(2) The velocity of the block moving at the top of the slope is υ t..
From bottom to top: υt2? υ02=2aX
Namely: υt? 2? 102=2a×4.5
From bottom to midpoint: υ 2? υ02=2aS?
Namely: 82- 102=2a×2.25.
The solution is a =-8m/S2 υ t = 28m/s.
The motion of the block is divided into two stages: one is the uniform deceleration motion along the inclined plane with an acceleration of 8m/s2, and the direction is downward along the inclined plane; Second, projectile motion, the acceleration is gravity acceleration g= 10m/s2, and the direction is vertical downward.

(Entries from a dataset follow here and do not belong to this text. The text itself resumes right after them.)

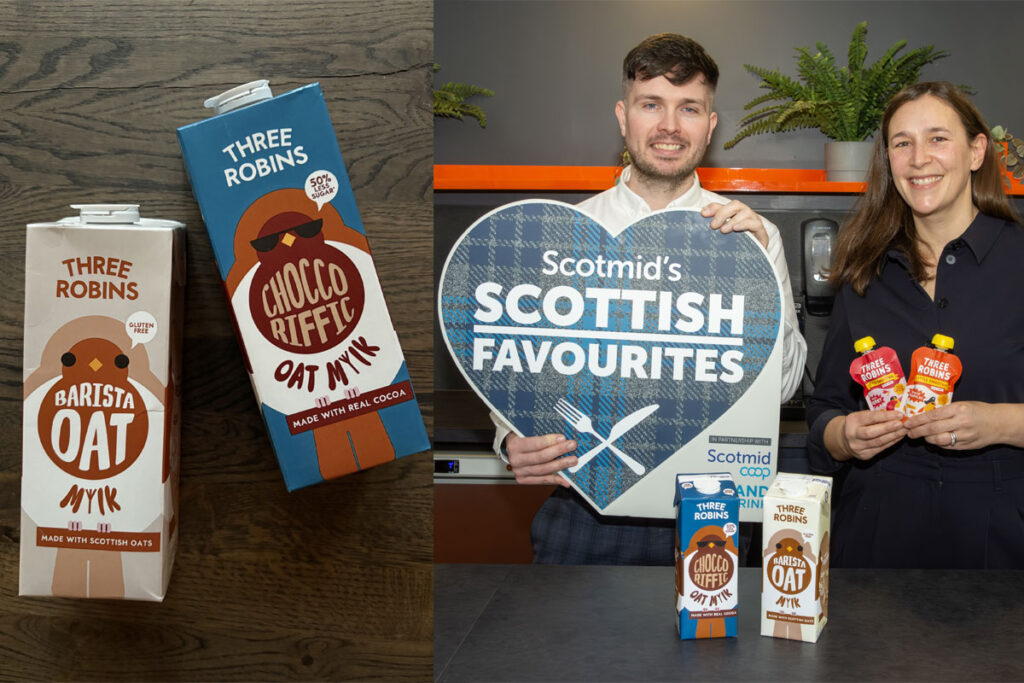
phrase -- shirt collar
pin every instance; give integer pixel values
(638, 205)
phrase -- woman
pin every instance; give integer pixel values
(934, 246)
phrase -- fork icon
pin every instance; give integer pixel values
(582, 422)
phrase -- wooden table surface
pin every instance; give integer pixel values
(332, 582)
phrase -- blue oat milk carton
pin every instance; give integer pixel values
(317, 340)
(707, 523)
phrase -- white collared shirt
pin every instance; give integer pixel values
(620, 207)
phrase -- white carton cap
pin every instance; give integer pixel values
(707, 485)
(239, 96)
(108, 213)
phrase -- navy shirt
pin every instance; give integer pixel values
(979, 301)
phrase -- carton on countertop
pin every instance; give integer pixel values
(101, 415)
(795, 570)
(318, 343)
(707, 521)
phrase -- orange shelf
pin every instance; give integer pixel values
(462, 177)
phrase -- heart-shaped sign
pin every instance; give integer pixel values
(638, 345)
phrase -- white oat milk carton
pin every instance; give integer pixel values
(324, 358)
(795, 570)
(103, 298)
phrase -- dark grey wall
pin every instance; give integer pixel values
(555, 68)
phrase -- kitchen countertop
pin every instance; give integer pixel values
(532, 623)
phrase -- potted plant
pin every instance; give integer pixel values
(450, 100)
(1011, 155)
(844, 102)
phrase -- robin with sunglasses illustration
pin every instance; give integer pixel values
(305, 296)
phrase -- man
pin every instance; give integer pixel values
(667, 119)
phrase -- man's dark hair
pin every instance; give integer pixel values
(677, 57)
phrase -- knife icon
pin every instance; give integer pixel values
(617, 431)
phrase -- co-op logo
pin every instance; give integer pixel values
(756, 465)
(758, 472)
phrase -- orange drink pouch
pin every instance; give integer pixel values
(934, 371)
(878, 370)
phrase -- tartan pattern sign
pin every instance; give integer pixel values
(632, 344)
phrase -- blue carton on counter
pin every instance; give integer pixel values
(322, 352)
(707, 526)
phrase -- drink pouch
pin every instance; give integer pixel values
(879, 372)
(934, 371)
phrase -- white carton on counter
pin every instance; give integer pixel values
(795, 571)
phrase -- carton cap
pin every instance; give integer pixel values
(708, 485)
(108, 213)
(239, 96)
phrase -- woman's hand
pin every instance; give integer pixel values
(863, 434)
(974, 423)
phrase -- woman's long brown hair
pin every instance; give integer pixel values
(882, 220)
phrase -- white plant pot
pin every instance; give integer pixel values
(848, 162)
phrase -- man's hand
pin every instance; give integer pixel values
(735, 216)
(863, 434)
(539, 459)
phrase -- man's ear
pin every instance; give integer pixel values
(621, 115)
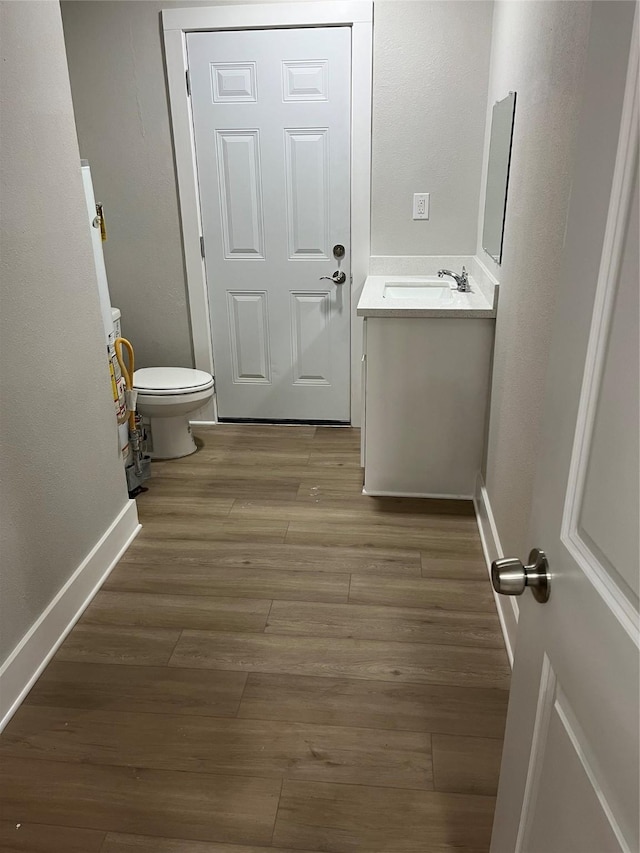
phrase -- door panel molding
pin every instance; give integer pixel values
(239, 174)
(358, 15)
(606, 580)
(249, 337)
(310, 354)
(307, 158)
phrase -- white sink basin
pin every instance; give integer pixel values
(397, 295)
(429, 293)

(3) Find the sliding friction coefficient first? The block moves uniformly along the inclined plane: mgsinθ+μ gcosθ = maμ = 0.25.
Analyze the force on the inclined plane (as shown in the figure) and establish the coordinate system. In the x direction:
f =(μmgcosθ)cosθ+(mgcosθ)sinθ= 12.8n
So the answer is: the time for the (1) box to move from the bottom to the midpoint is t = 0.25 s.
(2) The movement of the pulley is divided into two stages: one is the uniform deceleration movement along the inclined plane with an acceleration of 8m/s2, and the direction is downward along the inclined plane; Second, projectile motion, the acceleration is gravity acceleration g= 10m/s2, and the direction is vertical downward.
(3) When the block moves on the inclined plane, the horizontal ground friction on the inclined plane is 12.8N, and the direction is horizontal to the left.